This private research aquaponics farm in subtropical Australia is producing Pak Choi using raft hydroponics. The sole nutrient is waste from Barramundi table fish. The yield is 1.5 tons of vegetables for every one ton of saleable fish. The Pak Choi shown here is three weeks old. Photo: Geoff Wilson, Aquaponics Network Australia.

Conference to be held in Brisbane in 2012

Integrated Urban Aquaponics
Conference and Workshops
in Brisbane in July, 2012.

May 26, 2011.

The world’s first conference and workshops focused on integrated urban aquaponics in “protected cropping” systems producing organic food, will be held in Brisbane, Queensland, Australia from July 25 to 27, 2012.

The conference and workshops will be organized by the Aquaponics Network Australia (ANA), solely-owned by Brisbane-based Aquaponix Pty Ltd., in conjunction with the Green Infrastructure Network Australia Inc. (GINA Inc).

The conference will be held at Whites Hill State College (WHSC), at Camp Hill, Brisbane, Queensland, which will soon begin developing Brisbane’s fourth aquaponics unit for better teaching science, maths and integrated sustainability to high-school students.

Geoff Wilson, director of ANA and president of GINA Inc., said: “The three-day Integrated Urban Aquaponics Conference will be promoted to about 2,500 high school science teachers and about 150 high-school curriculum developers and trainers in Western Pacific countries.

“Aquaponics is the modern name for a technology used thousands of years ago by the Chinese (fish in rice paddies) and the Aztecs (chinampa structures that are still serving Mexico City).
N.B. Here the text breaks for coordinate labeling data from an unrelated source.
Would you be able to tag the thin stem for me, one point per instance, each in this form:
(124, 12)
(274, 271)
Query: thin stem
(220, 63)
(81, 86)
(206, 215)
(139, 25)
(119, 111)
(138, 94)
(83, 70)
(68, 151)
It combines intensive fish farming with intensive growing of plants from fish wastes converted to plant nutrients..

Over the last 30 years aquaponics technology had been refined mostly via universities or researchers and investors in the United States and Canada. It is now starting to become popular in Australia for better teaching of high-school science and technology, and for hobby growing of organic food at home,” Mr Wilson said.

Three key speakers/workshop leaders at the Urban Aquaponics Conference will be:

• Sarah Kaatz, education director of Nelson & Pade Inc., Wisconsin, United States. She has a Master of Science in Fisheries Biology and Aquaculture from Iowa State and a Bachelor of Science in Biology from University of Wisconsin, United States. Sarah is involved in workshops, the extended stay learning program and working with schools to integrate aquaponics into existing curriculums for students of all ages.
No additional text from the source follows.